В келье сел в кресло, велел подтащить мутаку и уставил на неё ноги, чтоб на холодном полу не морозить. Савлуку приказал отойти подальше, не смердеть бараньим тулупом и взять на полке бумагу, чернила, перо:

– Писать будешь!

– Чего писать? – оторопело переспросил Савлук. – Про медведей? Или про мёд? Донос?

Усмехнулся:

– Сдрейфил? От доноса до поноса – близко! Нет, письмо. Сам бы писал, да руку в локте тянет.

– А чего, писари… того? – стал озираться Савлук, но услышал приказ.

– Начинай! Гусьи лапки открывай. «В 7083 году великому князю государю Семиону Бекбулатовичу подали сию челобитную князь Иванец Московский и детишки его…»

Савлук сглотнул ком, исподтишка обалдело покосился на царя – не ослышался ли? Какой такой Иванец Московский? Дети? Челобитная? Кому? От кого?

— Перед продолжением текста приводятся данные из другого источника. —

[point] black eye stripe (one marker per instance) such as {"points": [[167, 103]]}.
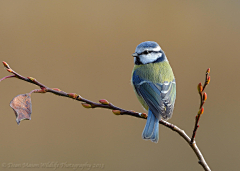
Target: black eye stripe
{"points": [[149, 51]]}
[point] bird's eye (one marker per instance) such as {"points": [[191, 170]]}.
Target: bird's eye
{"points": [[145, 52]]}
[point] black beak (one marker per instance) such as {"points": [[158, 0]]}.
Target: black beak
{"points": [[135, 54]]}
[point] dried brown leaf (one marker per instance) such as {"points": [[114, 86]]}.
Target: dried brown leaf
{"points": [[22, 106]]}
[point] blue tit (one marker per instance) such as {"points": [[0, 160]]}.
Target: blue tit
{"points": [[154, 85]]}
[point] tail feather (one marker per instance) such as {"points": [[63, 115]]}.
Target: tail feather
{"points": [[151, 130]]}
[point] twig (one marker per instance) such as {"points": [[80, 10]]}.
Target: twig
{"points": [[203, 98], [116, 110]]}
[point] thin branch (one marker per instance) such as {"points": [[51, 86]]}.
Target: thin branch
{"points": [[203, 98], [116, 110]]}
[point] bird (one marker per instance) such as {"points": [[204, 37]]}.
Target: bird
{"points": [[154, 84]]}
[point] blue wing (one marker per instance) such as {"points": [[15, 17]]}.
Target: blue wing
{"points": [[160, 97]]}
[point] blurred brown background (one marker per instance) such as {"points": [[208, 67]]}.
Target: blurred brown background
{"points": [[85, 47]]}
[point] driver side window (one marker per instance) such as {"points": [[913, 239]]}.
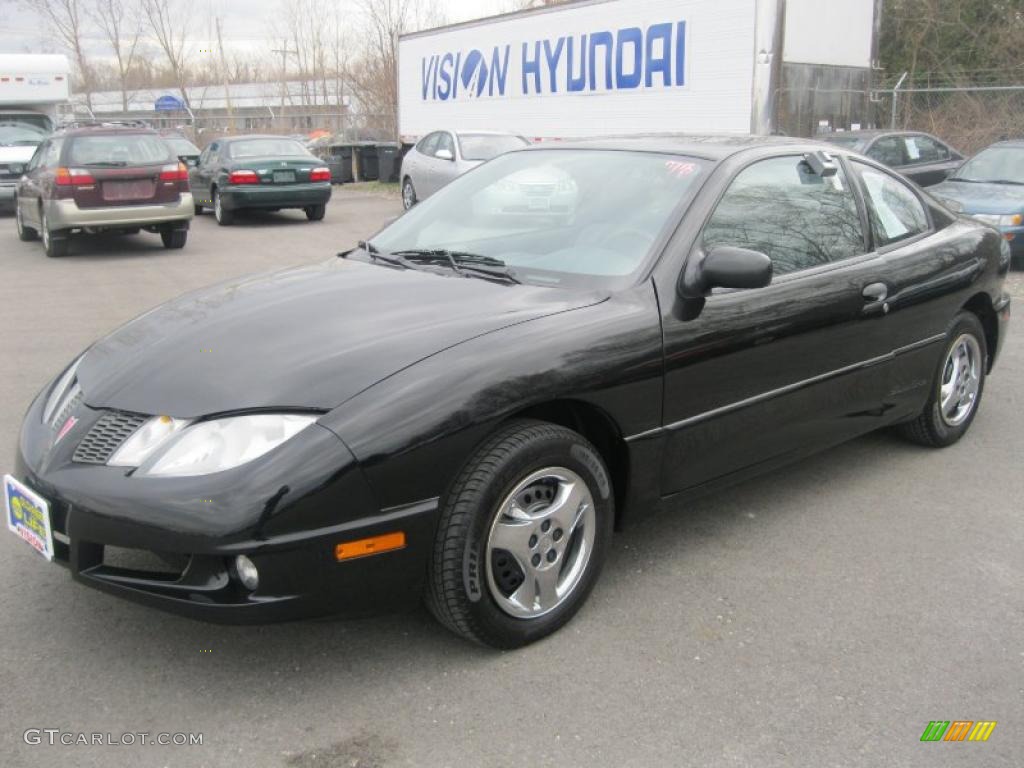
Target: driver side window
{"points": [[781, 208]]}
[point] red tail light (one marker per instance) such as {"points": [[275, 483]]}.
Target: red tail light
{"points": [[174, 172], [243, 177], [73, 177]]}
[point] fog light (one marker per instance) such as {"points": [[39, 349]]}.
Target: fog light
{"points": [[248, 574]]}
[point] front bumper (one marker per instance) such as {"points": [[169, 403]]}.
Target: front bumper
{"points": [[286, 511], [65, 214], [257, 196]]}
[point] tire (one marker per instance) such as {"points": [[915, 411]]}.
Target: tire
{"points": [[508, 603], [25, 233], [224, 217], [408, 194], [54, 244], [174, 239], [940, 425]]}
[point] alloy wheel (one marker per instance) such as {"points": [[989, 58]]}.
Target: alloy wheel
{"points": [[961, 380], [541, 542]]}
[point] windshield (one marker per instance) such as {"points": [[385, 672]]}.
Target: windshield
{"points": [[485, 146], [123, 148], [181, 145], [554, 216], [850, 142], [994, 164], [20, 134], [261, 147]]}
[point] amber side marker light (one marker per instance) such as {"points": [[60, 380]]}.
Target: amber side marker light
{"points": [[372, 546]]}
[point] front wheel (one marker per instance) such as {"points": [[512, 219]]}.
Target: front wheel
{"points": [[25, 233], [956, 388], [174, 239], [522, 536]]}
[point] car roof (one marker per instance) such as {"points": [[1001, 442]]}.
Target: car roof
{"points": [[714, 147]]}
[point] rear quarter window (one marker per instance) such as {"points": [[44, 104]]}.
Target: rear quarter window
{"points": [[128, 148]]}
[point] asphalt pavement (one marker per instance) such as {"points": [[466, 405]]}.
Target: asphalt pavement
{"points": [[819, 616]]}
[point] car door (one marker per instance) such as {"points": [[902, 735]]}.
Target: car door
{"points": [[762, 376], [930, 160]]}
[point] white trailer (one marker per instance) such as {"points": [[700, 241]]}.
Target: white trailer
{"points": [[33, 89], [621, 67]]}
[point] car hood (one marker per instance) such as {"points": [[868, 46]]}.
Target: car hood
{"points": [[16, 154], [306, 337], [981, 198]]}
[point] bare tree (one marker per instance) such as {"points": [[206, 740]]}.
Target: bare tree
{"points": [[67, 20], [122, 27], [374, 79], [168, 20]]}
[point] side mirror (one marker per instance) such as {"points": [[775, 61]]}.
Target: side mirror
{"points": [[725, 266]]}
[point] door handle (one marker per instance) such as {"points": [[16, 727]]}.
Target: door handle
{"points": [[875, 295]]}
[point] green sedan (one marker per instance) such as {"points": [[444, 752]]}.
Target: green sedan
{"points": [[264, 172]]}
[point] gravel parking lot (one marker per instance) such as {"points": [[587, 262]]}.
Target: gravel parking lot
{"points": [[820, 616]]}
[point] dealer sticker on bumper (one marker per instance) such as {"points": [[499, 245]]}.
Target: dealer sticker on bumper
{"points": [[29, 516]]}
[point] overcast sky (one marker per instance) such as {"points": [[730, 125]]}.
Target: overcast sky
{"points": [[247, 23]]}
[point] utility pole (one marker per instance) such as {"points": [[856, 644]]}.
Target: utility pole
{"points": [[224, 76], [284, 51]]}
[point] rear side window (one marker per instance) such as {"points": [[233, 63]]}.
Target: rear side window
{"points": [[895, 211], [118, 148], [888, 151], [779, 207]]}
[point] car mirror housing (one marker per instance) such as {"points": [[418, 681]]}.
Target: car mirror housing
{"points": [[725, 266]]}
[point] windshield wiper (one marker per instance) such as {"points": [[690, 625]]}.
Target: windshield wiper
{"points": [[377, 255], [461, 262]]}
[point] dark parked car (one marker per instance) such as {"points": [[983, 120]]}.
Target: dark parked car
{"points": [[990, 187], [260, 172], [103, 177], [465, 407], [922, 158], [185, 151]]}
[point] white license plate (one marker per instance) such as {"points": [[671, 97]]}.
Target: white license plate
{"points": [[29, 516]]}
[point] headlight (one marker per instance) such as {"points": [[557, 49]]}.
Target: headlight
{"points": [[222, 443], [59, 390]]}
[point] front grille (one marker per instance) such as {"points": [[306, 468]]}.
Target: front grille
{"points": [[107, 436]]}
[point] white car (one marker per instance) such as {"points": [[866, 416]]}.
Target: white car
{"points": [[443, 156]]}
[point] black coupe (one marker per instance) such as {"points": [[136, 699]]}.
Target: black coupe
{"points": [[465, 407]]}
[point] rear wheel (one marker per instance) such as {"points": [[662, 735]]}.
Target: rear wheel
{"points": [[523, 532], [956, 388], [174, 238], [408, 194], [25, 233], [55, 244], [223, 216]]}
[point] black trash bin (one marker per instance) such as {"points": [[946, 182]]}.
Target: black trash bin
{"points": [[388, 161], [341, 155], [369, 166]]}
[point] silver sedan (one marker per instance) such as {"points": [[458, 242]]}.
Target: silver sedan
{"points": [[443, 156]]}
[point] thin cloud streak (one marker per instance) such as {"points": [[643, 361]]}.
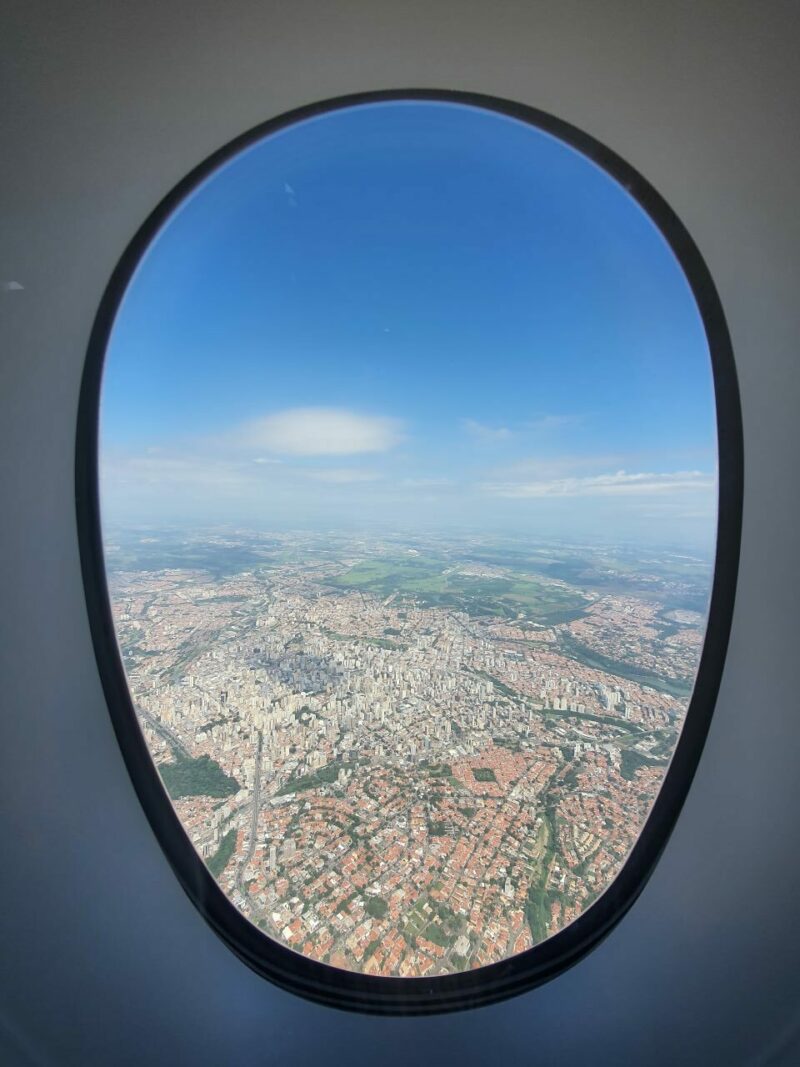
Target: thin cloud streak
{"points": [[620, 483], [319, 431]]}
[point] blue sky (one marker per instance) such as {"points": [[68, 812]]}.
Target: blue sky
{"points": [[412, 314]]}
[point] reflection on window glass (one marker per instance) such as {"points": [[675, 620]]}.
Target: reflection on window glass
{"points": [[409, 503]]}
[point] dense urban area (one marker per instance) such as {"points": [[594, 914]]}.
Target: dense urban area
{"points": [[408, 758]]}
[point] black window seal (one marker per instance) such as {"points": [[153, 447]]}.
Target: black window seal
{"points": [[286, 968]]}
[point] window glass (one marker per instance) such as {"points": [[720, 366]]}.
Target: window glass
{"points": [[408, 460]]}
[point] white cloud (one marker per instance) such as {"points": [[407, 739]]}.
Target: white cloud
{"points": [[320, 431], [620, 483], [342, 476], [488, 434]]}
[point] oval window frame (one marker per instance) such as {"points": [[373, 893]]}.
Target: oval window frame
{"points": [[283, 966]]}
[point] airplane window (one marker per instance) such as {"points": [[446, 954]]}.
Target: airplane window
{"points": [[400, 523]]}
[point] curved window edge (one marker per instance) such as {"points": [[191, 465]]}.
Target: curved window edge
{"points": [[495, 982]]}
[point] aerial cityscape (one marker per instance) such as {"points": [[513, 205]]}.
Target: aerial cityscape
{"points": [[409, 478], [408, 758]]}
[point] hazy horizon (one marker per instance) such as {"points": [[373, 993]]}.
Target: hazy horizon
{"points": [[412, 314]]}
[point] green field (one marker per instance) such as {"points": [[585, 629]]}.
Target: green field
{"points": [[324, 777], [196, 778], [483, 775], [221, 858], [632, 761], [676, 687], [435, 584]]}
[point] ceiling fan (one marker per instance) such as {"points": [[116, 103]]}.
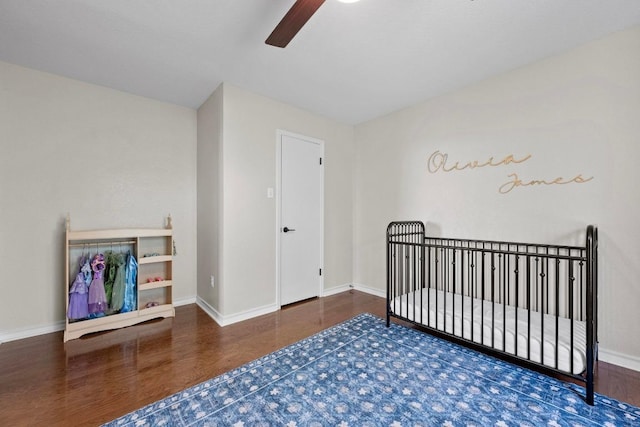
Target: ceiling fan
{"points": [[293, 21]]}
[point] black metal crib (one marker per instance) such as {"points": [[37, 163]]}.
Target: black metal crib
{"points": [[535, 304]]}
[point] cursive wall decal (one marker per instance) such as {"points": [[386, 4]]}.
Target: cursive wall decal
{"points": [[515, 181], [439, 162]]}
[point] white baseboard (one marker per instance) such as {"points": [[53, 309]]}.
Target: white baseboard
{"points": [[234, 318], [619, 359], [357, 287], [337, 290], [18, 334], [369, 290], [184, 301]]}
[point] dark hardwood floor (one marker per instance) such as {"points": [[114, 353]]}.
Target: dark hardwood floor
{"points": [[95, 379]]}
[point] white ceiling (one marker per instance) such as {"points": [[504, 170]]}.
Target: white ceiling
{"points": [[351, 62]]}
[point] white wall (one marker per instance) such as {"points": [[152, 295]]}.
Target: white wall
{"points": [[248, 217], [576, 113], [210, 167], [110, 159]]}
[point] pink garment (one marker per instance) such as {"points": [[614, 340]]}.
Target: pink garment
{"points": [[97, 297]]}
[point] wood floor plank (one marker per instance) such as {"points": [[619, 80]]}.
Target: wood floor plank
{"points": [[92, 380]]}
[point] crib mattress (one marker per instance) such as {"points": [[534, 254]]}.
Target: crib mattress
{"points": [[494, 325]]}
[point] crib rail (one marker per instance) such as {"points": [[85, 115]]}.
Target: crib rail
{"points": [[481, 291]]}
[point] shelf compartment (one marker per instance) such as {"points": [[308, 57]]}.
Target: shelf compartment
{"points": [[154, 285]]}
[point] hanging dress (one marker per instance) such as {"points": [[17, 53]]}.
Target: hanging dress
{"points": [[117, 296], [79, 294], [109, 275], [131, 276], [97, 298]]}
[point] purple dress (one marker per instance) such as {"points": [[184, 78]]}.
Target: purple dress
{"points": [[97, 297], [79, 293]]}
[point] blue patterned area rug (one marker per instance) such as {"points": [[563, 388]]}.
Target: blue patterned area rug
{"points": [[361, 373]]}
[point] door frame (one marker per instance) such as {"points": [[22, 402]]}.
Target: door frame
{"points": [[279, 134]]}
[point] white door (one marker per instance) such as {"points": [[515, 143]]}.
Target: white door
{"points": [[300, 226]]}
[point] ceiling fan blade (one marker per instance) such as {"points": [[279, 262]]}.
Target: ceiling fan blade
{"points": [[292, 22]]}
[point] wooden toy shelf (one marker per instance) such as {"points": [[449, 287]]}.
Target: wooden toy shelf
{"points": [[153, 251]]}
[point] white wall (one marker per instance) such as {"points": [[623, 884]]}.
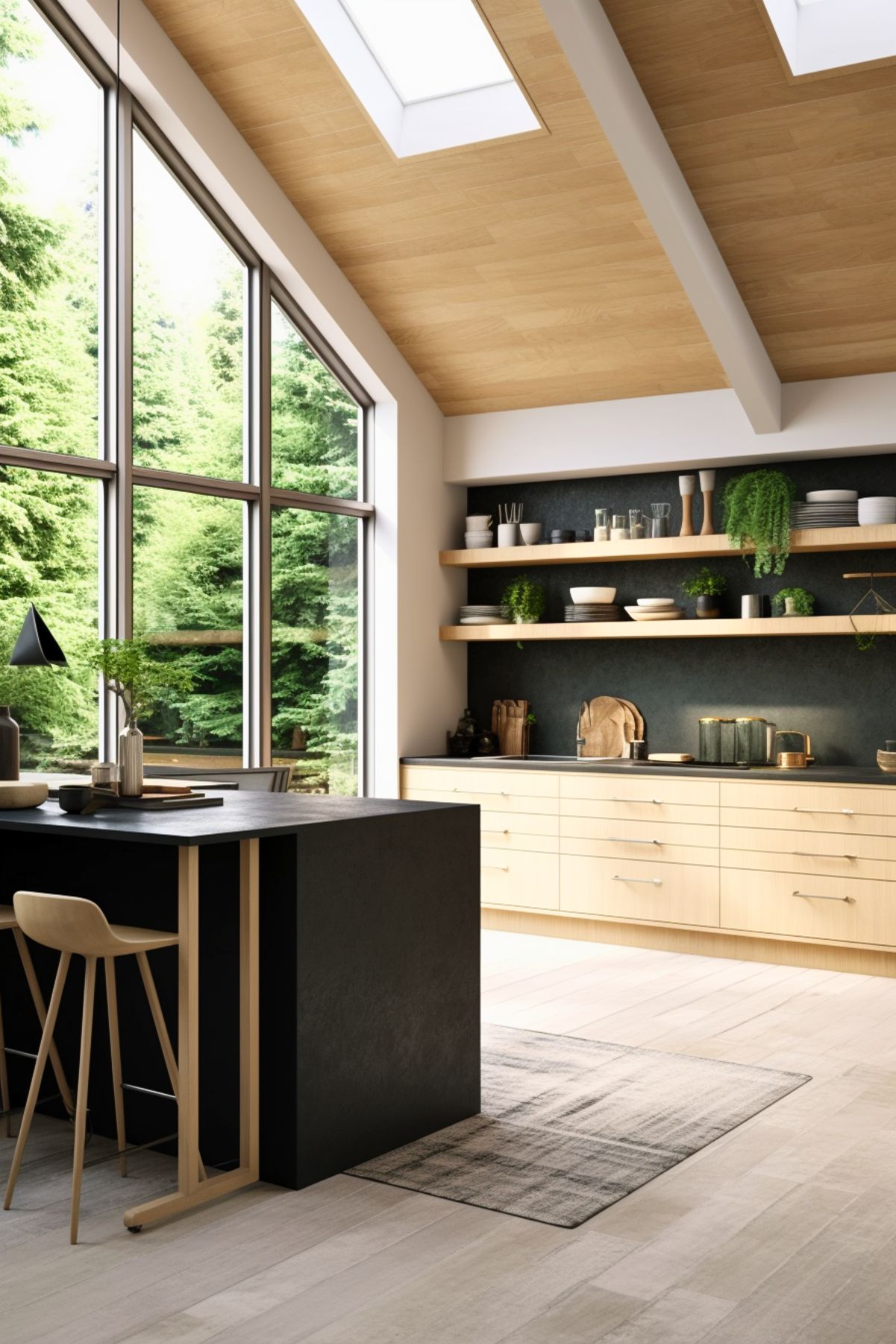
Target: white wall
{"points": [[829, 417], [418, 684]]}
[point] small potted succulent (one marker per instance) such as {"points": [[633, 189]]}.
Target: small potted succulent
{"points": [[524, 600], [707, 587], [793, 602]]}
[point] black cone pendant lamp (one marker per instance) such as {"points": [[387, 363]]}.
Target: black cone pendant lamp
{"points": [[37, 647]]}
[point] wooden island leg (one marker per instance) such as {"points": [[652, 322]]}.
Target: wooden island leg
{"points": [[191, 1188]]}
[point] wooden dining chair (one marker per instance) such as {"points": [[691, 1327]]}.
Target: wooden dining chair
{"points": [[74, 928], [8, 924]]}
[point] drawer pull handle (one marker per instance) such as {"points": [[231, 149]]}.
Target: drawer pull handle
{"points": [[837, 812], [817, 896], [808, 854], [624, 840]]}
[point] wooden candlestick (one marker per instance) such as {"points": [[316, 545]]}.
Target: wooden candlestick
{"points": [[707, 486], [686, 488]]}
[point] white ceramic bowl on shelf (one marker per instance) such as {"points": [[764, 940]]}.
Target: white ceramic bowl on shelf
{"points": [[580, 596]]}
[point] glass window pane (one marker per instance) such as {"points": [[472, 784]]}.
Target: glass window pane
{"points": [[315, 646], [188, 331], [48, 557], [188, 602], [50, 127], [315, 422]]}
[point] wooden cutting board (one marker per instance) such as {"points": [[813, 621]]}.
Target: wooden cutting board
{"points": [[602, 723]]}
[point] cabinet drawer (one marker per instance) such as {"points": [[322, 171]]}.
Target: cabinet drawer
{"points": [[821, 804], [835, 909], [827, 854], [634, 810], [672, 893], [528, 840], [512, 805], [660, 788], [511, 878], [481, 780]]}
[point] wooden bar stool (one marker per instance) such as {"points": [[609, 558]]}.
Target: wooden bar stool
{"points": [[8, 922], [78, 928]]}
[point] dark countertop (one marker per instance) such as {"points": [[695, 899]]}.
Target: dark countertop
{"points": [[241, 817], [651, 770]]}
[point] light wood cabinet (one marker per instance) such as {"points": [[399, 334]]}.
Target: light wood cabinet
{"points": [[745, 859]]}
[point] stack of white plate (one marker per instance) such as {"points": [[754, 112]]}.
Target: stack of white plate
{"points": [[876, 508], [656, 609], [484, 614], [827, 508]]}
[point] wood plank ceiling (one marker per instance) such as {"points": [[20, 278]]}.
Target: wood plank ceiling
{"points": [[797, 181], [515, 273]]}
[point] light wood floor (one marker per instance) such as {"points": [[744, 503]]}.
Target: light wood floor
{"points": [[782, 1231]]}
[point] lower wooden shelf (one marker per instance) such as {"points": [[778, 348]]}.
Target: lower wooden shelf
{"points": [[683, 629]]}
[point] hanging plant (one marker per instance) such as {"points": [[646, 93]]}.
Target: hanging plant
{"points": [[756, 513]]}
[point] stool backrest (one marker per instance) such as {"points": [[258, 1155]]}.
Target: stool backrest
{"points": [[66, 924]]}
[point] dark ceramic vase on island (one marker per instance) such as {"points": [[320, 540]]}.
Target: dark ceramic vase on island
{"points": [[8, 745]]}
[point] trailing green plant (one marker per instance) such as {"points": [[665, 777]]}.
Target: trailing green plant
{"points": [[136, 676], [704, 584], [756, 513], [524, 600], [801, 600]]}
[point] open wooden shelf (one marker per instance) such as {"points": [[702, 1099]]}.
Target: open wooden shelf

Но нет, слышит дальше ещё закомуристее:

– «Государю великому князю Семиону Бекбулатовичу всея Руси Иванец Московский со своими детишками Иванцом и Федорцом челом бьют, чтобы ты разрешил бояр, дворян, детей боярских и людишек дворовых поделить. Некоторых разрешил бы ты, государь, тебе отослать, а некоторых милостиво разрешил бы мне от тебя принять. И с твоими государевыми приказными людьми разрешил бы обмениваться грамотами. И милостиво дал бы нам выбирать и принимать из всяких людей, кто к нам придёт. И разрешил бы ты нам, государь, отсылать прочь тех, кои нам не нужны…»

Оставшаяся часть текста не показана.